Mary Norris, whose memoir of her years as a copy editor at The New Yorker (Between You & Me) was a surprise bestseller, reveals her nearly 40-year devotion to all things Hellenic in her captivating Greek to Me: Adventures of the Comma Queen.
Inspired by an unlikely moment—seeing Sean Connery’s cameo as Agamemnon in the movie Time Bandits—and spurred on by her boss and mentor in The New Yorker’s copy department, Norris took advantage of the magazine’s generous tuition reimbursement policy for “work-related courses” and enrolled in modern Greek at New York University. A new (well, in fact, ancient) world was unleashed for her. Before long, she was studying ancient Greek and deciphering classical texts. She found herself performing original-language versions of Elektra and The Trojan Women as a “mature” student with the Barnard Columbia Ancient Drama Group (and soliciting character advice from Katharine Hepburn). She immersed herself in the arcane language as best she could, fascinated by its foundational alphabet and the ways Greek survives in so much of modern English.
Most significantly, she went to Greece when she could, exploring the mainland’s many corners and its islands’ many charms. Daring to travel alone to even the most far-flung locales often proved to be an eyebrow-raising heresy in the patriarchal, tradition-centric country, but Norris persisted. Her adventures took her to places few tourists go, to nationally divided Cyprus (birthplace of Aphrodite) and to remote Kardamyli, where the English travel writer Patrick Leigh Fermor—whom she calls her literary father—lived and wrote.

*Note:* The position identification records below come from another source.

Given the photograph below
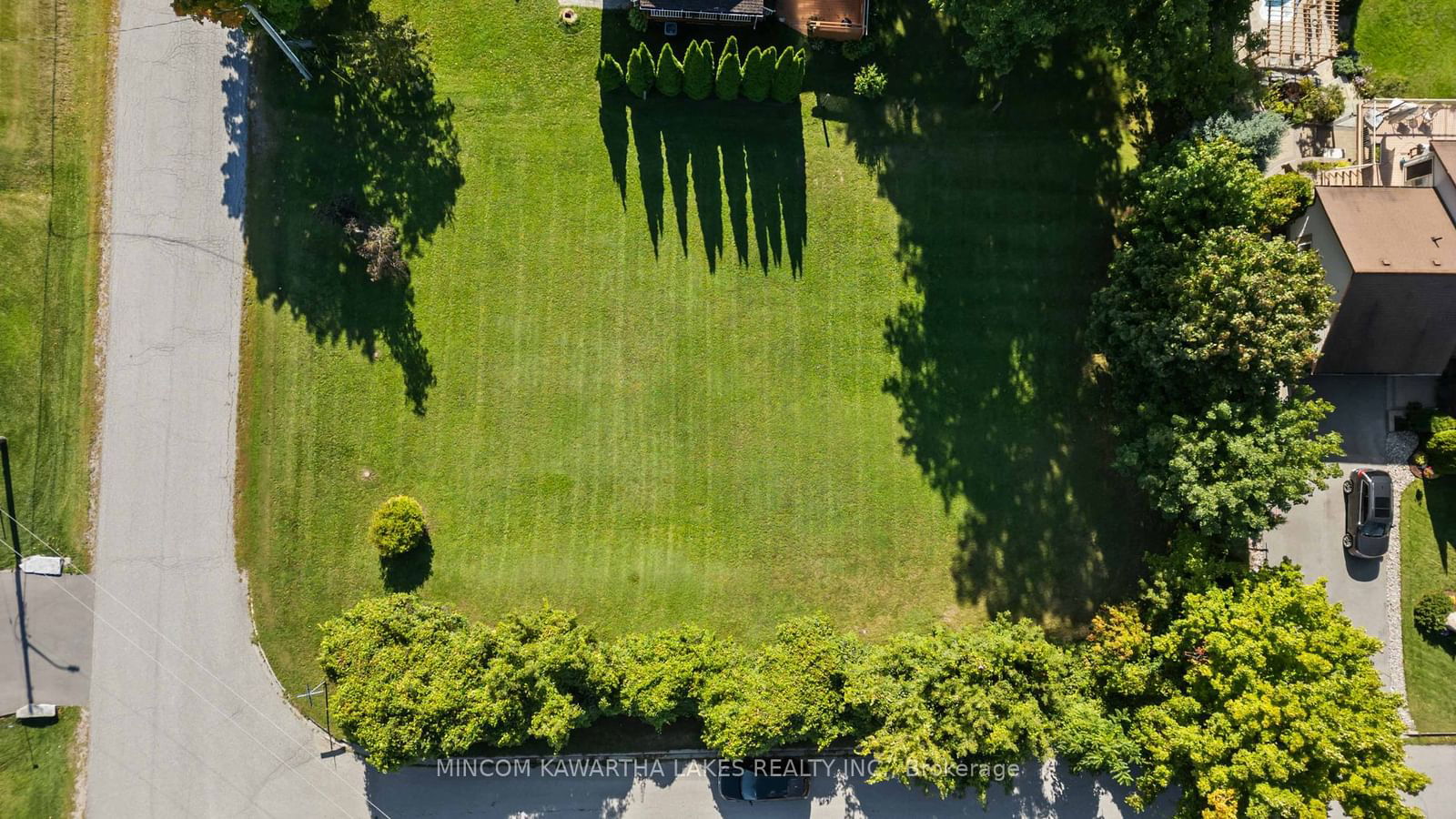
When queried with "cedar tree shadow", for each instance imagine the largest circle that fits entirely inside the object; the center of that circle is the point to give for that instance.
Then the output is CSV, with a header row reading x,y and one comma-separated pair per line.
x,y
371,131
746,153
1005,234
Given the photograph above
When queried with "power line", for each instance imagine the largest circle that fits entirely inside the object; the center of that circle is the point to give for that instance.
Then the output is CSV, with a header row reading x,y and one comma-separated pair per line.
x,y
91,34
200,695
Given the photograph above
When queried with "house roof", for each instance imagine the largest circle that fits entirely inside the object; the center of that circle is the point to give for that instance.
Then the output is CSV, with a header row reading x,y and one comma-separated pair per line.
x,y
1445,150
1392,324
1392,229
749,7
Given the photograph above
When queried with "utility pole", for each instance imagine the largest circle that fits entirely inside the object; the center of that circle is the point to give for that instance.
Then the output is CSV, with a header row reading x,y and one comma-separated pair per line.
x,y
309,695
19,586
273,33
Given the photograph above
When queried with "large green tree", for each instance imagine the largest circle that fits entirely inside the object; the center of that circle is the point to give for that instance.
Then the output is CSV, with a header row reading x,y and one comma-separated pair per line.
x,y
1198,186
791,691
1228,315
1264,703
948,707
1229,470
404,672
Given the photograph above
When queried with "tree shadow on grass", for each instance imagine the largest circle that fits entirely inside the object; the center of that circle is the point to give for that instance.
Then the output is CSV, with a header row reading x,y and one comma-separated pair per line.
x,y
1005,234
410,570
370,130
746,153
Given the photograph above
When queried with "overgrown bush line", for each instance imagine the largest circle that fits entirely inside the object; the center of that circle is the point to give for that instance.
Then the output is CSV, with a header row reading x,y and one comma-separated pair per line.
x,y
764,73
1154,697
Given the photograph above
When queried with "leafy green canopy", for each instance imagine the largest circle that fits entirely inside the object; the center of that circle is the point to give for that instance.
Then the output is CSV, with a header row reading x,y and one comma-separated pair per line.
x,y
1264,703
730,75
1229,470
698,70
788,75
398,526
641,70
948,705
415,681
791,693
1203,321
609,73
669,72
1223,317
662,676
757,73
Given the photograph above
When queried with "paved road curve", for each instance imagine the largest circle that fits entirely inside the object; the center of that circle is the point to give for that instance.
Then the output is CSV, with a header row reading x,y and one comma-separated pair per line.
x,y
187,719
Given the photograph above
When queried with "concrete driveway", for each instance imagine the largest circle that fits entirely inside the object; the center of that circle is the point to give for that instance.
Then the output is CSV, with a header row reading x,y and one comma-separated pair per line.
x,y
1310,537
58,624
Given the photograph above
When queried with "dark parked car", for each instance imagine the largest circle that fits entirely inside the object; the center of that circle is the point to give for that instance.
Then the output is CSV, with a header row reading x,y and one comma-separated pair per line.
x,y
756,780
1369,511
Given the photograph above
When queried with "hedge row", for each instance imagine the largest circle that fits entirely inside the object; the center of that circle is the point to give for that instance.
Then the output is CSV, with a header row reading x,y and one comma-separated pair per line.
x,y
1158,695
762,75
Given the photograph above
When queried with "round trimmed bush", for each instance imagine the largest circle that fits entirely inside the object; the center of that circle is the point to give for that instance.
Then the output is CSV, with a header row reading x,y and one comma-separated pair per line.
x,y
398,526
1431,612
1441,452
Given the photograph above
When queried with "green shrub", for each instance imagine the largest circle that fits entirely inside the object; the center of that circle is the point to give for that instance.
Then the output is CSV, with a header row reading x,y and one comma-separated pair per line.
x,y
609,73
870,82
730,75
641,70
1305,101
1378,84
1259,131
856,50
698,72
757,73
398,526
788,75
1441,452
1431,611
669,72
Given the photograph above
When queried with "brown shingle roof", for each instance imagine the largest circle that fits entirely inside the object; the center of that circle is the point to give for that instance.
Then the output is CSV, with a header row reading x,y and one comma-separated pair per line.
x,y
1392,229
1446,152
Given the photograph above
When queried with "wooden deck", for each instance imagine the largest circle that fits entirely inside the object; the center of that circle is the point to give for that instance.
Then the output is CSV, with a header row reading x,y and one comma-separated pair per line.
x,y
827,19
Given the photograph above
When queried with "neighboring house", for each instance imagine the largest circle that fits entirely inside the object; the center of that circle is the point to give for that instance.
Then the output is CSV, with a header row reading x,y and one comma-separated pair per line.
x,y
1390,256
827,19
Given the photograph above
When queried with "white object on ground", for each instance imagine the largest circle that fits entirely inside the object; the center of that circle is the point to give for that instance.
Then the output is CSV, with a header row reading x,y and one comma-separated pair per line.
x,y
43,564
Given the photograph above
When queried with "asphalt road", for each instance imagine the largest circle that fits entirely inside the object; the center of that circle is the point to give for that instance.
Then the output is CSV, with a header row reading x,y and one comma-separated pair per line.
x,y
1310,537
58,624
186,717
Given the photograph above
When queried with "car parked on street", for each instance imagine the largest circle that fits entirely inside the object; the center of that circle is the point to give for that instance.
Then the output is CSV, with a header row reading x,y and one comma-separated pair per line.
x,y
757,780
1369,513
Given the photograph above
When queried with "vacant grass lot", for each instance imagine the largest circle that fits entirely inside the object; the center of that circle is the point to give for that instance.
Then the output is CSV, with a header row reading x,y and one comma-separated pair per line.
x,y
681,360
1411,40
36,767
53,113
1427,557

While Norris has a keen eye, zeroing in on the peculiarities and beauties of her beloved Greece, her always witty and self-aware narrative tends less toward the descriptive than to the country’s indelible psychic charms. At every turn, the past inextricably intertwines with the present as Norris seeks the origins of ancient Greek culture, rooted in both perceptible landscape and intangible myths. Nostalgia, from the Greek neomai, to return home, “may mean a yearning for a place,” Norris ponders, “but it is also a yearning for a time when you were in that place and therefore for the you of the past.”
Norris’ inviting book thrives on the writer’s unabashed enthusiasm to learn, to immerse herself in the new and to find clues to her own past in the newly discovered. “I knew a lot of Greek, but I wouldn’t say I spoke Greek or call myself a classicist,” she admits. “I was more in love with the language than it was with me. . . . I had not mastered the language, ancient or modern, but I got glimpses of its genius, its patterns, the way it husbanded the alphabet, stretching those twenty-four letters to record everything anyone could ever want to say.”